Debt collection negotiations (DCN) are vital for managing non-performing loans (NPLs) and reducing creditor losses. Traditional methods are labor-intensive, while large language models (LLMs) offer promising automation potential. However, prior systems lacked dynamic negotiation and real-time decision-making capabilities. This paper explores LLMs in automating DCN and proposes a novel evaluation framework with 13 metrics across 4 aspects. Our experiments reveal that LLMs tend to over-concede compared to human negotiators. To address this, we propose the Multi-Agent Debt Negotiation (MADeN) framework, incorporating planning and judging modules to improve decision rationality. We also apply post-training techniques, including DPO with rejection sampling, to optimize performance. Our studies provide valuable insights for practitioners and researchers seeking to enhance efficiency and outcomes in this domain.

Paper Structure

This paper contains 39 sections, 10 equations, 10 figures, 13 tables, 1 algorithm.

Figures (10)

  • Figure 1: An Example of a Debt Collection Negotiation (DCN). On the left and right sides are the information cards representing the data controlled by the debtor and the creditor, respectively. The black text represents the basic debt information, while the red text represents the debtor’s personal financial information. In the center, we demonstrate the use of LLM-based agents to simulate the dialogue.
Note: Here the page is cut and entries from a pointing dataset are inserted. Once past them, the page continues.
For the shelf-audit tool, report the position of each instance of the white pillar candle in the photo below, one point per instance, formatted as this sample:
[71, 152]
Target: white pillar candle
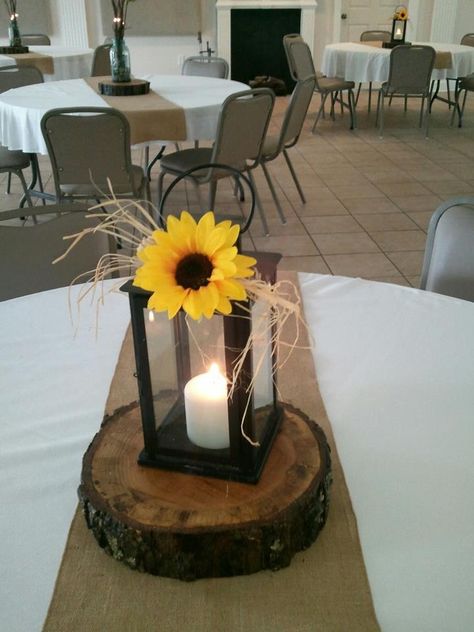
[205, 402]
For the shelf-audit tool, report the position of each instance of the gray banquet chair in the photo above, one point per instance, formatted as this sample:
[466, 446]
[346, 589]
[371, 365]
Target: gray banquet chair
[448, 266]
[372, 36]
[15, 161]
[409, 76]
[35, 39]
[464, 85]
[236, 145]
[27, 251]
[101, 61]
[290, 131]
[87, 147]
[300, 62]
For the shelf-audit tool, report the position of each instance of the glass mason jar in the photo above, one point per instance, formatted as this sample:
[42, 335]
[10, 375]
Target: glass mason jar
[120, 61]
[14, 33]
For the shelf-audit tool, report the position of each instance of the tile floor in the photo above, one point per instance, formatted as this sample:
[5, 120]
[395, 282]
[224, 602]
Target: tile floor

Each time, both the debtor and the creditor output a set of (Thoughts, Dialogue, Action). Thoughts refers to their internal thought process, visible only to themselves; Dialogue represents the conversation in natural language; and Action refers to the specific activities represented in a formal language within the dialogue. Each negotiation consists of multiple rounds of such interactions, ultimately leading to the negotiation outcome. The English text was automatically translated using Google Translate.
  • Figure 2: The future trajectories of the debtor’s remaining assets and outstanding debt under three installment plans (6, 12, and 18 months from left to right) are shown, with all other variables held constant. The 6-month plan causes the debtor’s assets to fall below zero, making repayment impossible. In contrast, the 12-month and 18-month plans maintain a healthy asset level, though the 18-month plan significantly reduces recovery efficiency. The 12-month plan is the most balanced solution. Different background colors represent five difficulty tiers, with Tier 1 being the most challenging. The specific ranges and descriptions of the tiers are provided in Appendix \ref{['app:diff_cat']}.
  • Figure 3: Evaluation system of DCN.
  • Figure 4: MADeN Framework overview.
  • Figure 5: Reject Sampling Process. D.Agent and C.Agent represent the debtor agent and creditor agent. Creditor agent can be designed in two forms, depending on the use of the MADeN framework (DG and MAG).